Exploring Azure SQL Ledger Tables

“Trust, but verify.”

– Ronald Reagan

Can I trust you?

Many organizations have databases holding data and managing processes that others rely on. Customers, clients, and various stakeholders trust organizations with their data. They believe those organizations will not defraud them for the accuracy of the data. There are many good reasons to trust some organizations, ranging from reputation to laws. However, sometimes even the best go astray or become victims of hackers or others with malicious intent.

The Bitcoin cryptocurrency deals with trust issues in the realm of currency. Underlying Bitcoin is the blockchain. In a public database, everyone can trust and believe without the need to trust or believe anyone else who is using the system.

To bring this level of trust to databases, Azure SQL is introducing Ledger tables. These are tables where a record of transactions can be verified using an external ledger similar to a blockchain.

In this blog post, I will go through an example of these new tables and explain how the system works.

Sections

What Is a Ledger Table

Ledger tables are SQL tables backed up by external ledgers that ensure data integrity. Ledger tables come in two varieties: Append-only and Updateable.

Append-only tables only allow INSERT operations which help protect the data from later changes. Updateable tables allow inserts, updates, and deletes.

The database stores the entire history of all the ledger tables. Append-only tables, by their nature, store their own history. Updateable tables automatically create a history table that stores all the changes to the table.

Table history is also stored in the form of ‘digests’. These are JSON objects containing a hash of the state of the database at a given time. A sequence of these digests, also called blocks, forms the ledger blockchain.

A hash value is produced by a hash algorithm. These algorithms can take any amount of information and produce a fixed-length value, the hash value. A given algorithm will always produce the same hash value for the same input data. However, it is impossible to re-create the input data from the hash value. So the hash is a way of summarizing data without showing the data.

Because the history of the database is available, any block (or digest) can be re-created from the database and compared to those in the ledger. If the data is valid and tamper-free, the re-created digests will match the ledger, confirming the data is trustworthy.

Demo

I’m going to walk through the process of creating and working with an updateable ledger table to provide a more detailed explanation of how these tables work.

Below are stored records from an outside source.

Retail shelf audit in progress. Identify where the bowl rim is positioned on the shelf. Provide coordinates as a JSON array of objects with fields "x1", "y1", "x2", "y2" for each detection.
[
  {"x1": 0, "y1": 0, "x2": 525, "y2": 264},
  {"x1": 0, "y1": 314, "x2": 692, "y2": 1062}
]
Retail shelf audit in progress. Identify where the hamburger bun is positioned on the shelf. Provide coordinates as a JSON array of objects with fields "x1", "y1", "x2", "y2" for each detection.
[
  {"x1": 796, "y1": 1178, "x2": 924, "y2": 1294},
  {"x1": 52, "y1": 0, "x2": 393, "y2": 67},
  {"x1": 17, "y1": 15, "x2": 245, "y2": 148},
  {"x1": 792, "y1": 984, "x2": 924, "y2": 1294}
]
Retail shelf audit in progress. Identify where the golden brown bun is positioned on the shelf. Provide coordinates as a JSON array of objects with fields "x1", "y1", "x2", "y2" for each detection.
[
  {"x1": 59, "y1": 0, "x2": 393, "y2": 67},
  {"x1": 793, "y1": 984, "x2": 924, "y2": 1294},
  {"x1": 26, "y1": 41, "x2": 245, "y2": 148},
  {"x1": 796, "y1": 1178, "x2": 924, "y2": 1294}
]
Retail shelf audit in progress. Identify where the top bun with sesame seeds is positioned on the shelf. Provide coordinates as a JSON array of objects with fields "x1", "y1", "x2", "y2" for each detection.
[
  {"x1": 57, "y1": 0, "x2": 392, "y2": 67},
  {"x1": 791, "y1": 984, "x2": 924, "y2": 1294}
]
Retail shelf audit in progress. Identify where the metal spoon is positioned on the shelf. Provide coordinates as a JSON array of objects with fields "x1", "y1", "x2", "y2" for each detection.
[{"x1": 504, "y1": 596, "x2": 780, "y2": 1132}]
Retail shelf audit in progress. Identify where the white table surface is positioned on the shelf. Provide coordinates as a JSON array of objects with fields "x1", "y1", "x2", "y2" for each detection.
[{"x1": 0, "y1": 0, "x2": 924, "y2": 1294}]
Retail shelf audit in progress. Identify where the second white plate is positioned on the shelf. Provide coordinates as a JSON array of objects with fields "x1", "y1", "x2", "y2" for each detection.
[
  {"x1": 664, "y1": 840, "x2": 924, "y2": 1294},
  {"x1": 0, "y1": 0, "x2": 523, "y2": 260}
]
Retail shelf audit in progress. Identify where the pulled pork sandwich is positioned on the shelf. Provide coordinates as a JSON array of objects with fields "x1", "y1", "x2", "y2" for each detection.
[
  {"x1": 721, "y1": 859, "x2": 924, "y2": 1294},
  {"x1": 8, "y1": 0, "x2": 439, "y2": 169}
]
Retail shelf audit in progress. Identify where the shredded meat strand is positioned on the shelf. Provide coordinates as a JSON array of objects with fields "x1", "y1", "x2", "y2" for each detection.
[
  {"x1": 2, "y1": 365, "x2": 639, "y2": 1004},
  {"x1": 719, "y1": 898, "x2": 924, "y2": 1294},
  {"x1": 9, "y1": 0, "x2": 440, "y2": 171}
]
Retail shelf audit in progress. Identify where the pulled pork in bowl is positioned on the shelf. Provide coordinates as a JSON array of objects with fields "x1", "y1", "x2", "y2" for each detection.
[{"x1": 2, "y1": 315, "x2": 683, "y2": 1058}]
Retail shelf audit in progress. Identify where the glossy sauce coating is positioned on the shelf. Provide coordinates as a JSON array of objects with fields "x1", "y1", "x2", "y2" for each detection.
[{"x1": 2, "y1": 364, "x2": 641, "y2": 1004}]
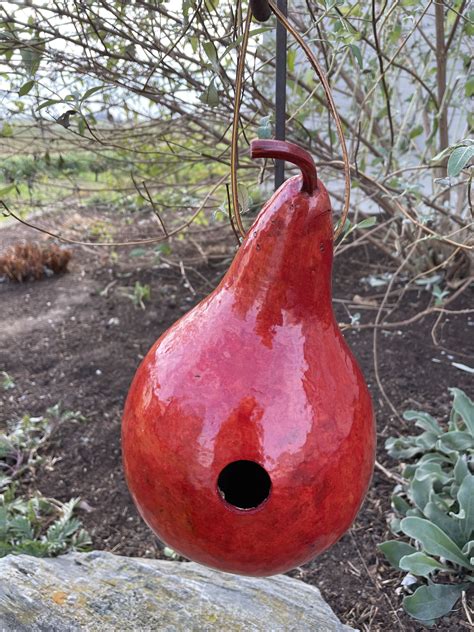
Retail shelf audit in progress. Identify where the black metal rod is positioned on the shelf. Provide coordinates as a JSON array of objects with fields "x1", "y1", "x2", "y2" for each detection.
[{"x1": 275, "y1": 0, "x2": 287, "y2": 189}]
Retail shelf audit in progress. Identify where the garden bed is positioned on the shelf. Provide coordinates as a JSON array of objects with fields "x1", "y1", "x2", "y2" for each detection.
[{"x1": 0, "y1": 214, "x2": 474, "y2": 632}]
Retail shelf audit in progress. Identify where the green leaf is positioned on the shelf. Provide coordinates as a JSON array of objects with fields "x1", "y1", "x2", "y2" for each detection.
[
  {"x1": 465, "y1": 75, "x2": 474, "y2": 97},
  {"x1": 453, "y1": 454, "x2": 469, "y2": 485},
  {"x1": 423, "y1": 496, "x2": 464, "y2": 547},
  {"x1": 20, "y1": 40, "x2": 45, "y2": 75},
  {"x1": 448, "y1": 145, "x2": 474, "y2": 177},
  {"x1": 355, "y1": 215, "x2": 377, "y2": 229},
  {"x1": 399, "y1": 551, "x2": 449, "y2": 577},
  {"x1": 81, "y1": 86, "x2": 105, "y2": 103},
  {"x1": 202, "y1": 42, "x2": 219, "y2": 69},
  {"x1": 408, "y1": 125, "x2": 423, "y2": 138},
  {"x1": 449, "y1": 388, "x2": 474, "y2": 436},
  {"x1": 0, "y1": 121, "x2": 13, "y2": 138},
  {"x1": 403, "y1": 410, "x2": 442, "y2": 434},
  {"x1": 403, "y1": 584, "x2": 465, "y2": 621},
  {"x1": 391, "y1": 494, "x2": 410, "y2": 516},
  {"x1": 410, "y1": 477, "x2": 433, "y2": 511},
  {"x1": 220, "y1": 26, "x2": 275, "y2": 59},
  {"x1": 0, "y1": 184, "x2": 16, "y2": 198},
  {"x1": 377, "y1": 540, "x2": 416, "y2": 570},
  {"x1": 400, "y1": 517, "x2": 474, "y2": 570},
  {"x1": 199, "y1": 79, "x2": 219, "y2": 108},
  {"x1": 36, "y1": 99, "x2": 63, "y2": 110},
  {"x1": 457, "y1": 474, "x2": 474, "y2": 540},
  {"x1": 436, "y1": 430, "x2": 474, "y2": 452},
  {"x1": 18, "y1": 79, "x2": 35, "y2": 97},
  {"x1": 349, "y1": 44, "x2": 364, "y2": 70}
]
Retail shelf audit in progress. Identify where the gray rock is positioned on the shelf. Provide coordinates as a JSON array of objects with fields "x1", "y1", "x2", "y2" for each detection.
[{"x1": 0, "y1": 551, "x2": 353, "y2": 632}]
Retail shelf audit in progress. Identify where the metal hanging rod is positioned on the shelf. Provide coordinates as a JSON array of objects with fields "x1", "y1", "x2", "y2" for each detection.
[{"x1": 250, "y1": 0, "x2": 288, "y2": 189}]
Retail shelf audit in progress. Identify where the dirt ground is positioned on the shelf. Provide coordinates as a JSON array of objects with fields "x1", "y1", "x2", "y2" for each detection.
[{"x1": 0, "y1": 214, "x2": 474, "y2": 632}]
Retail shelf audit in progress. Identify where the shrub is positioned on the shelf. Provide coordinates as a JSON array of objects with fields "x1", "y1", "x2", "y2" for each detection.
[
  {"x1": 0, "y1": 405, "x2": 91, "y2": 557},
  {"x1": 379, "y1": 388, "x2": 474, "y2": 625},
  {"x1": 0, "y1": 242, "x2": 71, "y2": 282}
]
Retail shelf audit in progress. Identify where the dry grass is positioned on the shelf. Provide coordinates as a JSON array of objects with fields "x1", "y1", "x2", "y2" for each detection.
[{"x1": 0, "y1": 242, "x2": 72, "y2": 283}]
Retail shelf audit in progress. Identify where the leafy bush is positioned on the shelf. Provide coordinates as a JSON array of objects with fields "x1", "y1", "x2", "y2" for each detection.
[
  {"x1": 0, "y1": 405, "x2": 91, "y2": 557},
  {"x1": 379, "y1": 388, "x2": 474, "y2": 625}
]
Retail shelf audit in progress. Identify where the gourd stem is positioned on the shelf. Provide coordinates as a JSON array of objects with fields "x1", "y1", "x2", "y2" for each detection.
[{"x1": 250, "y1": 139, "x2": 318, "y2": 195}]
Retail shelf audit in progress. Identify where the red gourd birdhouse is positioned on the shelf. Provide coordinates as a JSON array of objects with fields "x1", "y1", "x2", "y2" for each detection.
[{"x1": 122, "y1": 140, "x2": 375, "y2": 575}]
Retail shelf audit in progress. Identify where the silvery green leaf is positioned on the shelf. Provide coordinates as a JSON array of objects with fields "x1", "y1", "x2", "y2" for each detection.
[
  {"x1": 399, "y1": 551, "x2": 449, "y2": 577},
  {"x1": 449, "y1": 388, "x2": 474, "y2": 436},
  {"x1": 403, "y1": 584, "x2": 466, "y2": 621},
  {"x1": 424, "y1": 499, "x2": 465, "y2": 547},
  {"x1": 377, "y1": 540, "x2": 416, "y2": 570},
  {"x1": 403, "y1": 410, "x2": 442, "y2": 434},
  {"x1": 457, "y1": 474, "x2": 474, "y2": 540},
  {"x1": 436, "y1": 430, "x2": 474, "y2": 452},
  {"x1": 400, "y1": 517, "x2": 474, "y2": 570},
  {"x1": 447, "y1": 146, "x2": 474, "y2": 177}
]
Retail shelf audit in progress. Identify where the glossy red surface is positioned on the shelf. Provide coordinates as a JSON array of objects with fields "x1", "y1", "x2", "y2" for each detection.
[{"x1": 122, "y1": 141, "x2": 375, "y2": 575}]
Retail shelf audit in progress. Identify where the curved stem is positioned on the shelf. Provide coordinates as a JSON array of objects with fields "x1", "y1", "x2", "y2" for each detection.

The process for an append-only table is similar and I will mention differences as they come up.

In order to create ledger tables, you first have to create a new database with the ledger enabled (See this guide). In my case, I choose the option to make all tables ledger tables.

While configuring a new database, you will be able to choose where to store your ledger. Generally available right now is Azure storage such as Data Lake Gen 2. For extra security, an append only Blob prevents anyone from tampering with the ledger.

Currently in preview, is Azure Confidential Ledger, which is a super secure storage location and is even safe from Microsoft employees. According to the documentation: “…no one is “above” the Ledger, not even Microsoft.”

After creating the database, the first step is to create a table and insert some data.

CREATE TABLE [updateableLedger]
(
    [Letter] CHAR(1),
    [Number] INT
)
WITH (
 SYSTEM_VERSIONING = ON,
    LEDGER = ON --Technically redundant in my case
    (APPEND_ONLY = OFF) --Turning this on creates an append only table
)
INSERT INTO dbo.[updateableLedger]
VALUES ('E', 5), ('F', 6), ('O', 15);

At this point, the ledger is starting to form and transactions are being assigned to blocks. To get a look at it, I can create a digest that will show the latest block. If there are any open blocks at this point, running the stored procedure closes the block to produce the digest.

EXECUTE sp_generate_database_ledger_digest
{
    "database_name": "ledgerBlog",
    "block_id": 1,
    "hash": "0xB4412B2F4D6269EC19B3999E15FAF1CC97D275E671CA5A179267D0786575FE8D",
    "last_transaction_commit_time": "2022-03-22T14:37:45.9600000",
    "digest_time": "2022-03-22T14:40:57.3581867"
}

This digest shows block #1, which is the second block because the ledger starts at block #0. The digest shows the time of the last transaction and the digest’s creation time. The hash is the key as it encapsulates the current state of the database’s ledger tables. Digests do not store actual data, just hashed versions of it. Therefore, these digests could be sent to various stakeholders as an additional layer of security.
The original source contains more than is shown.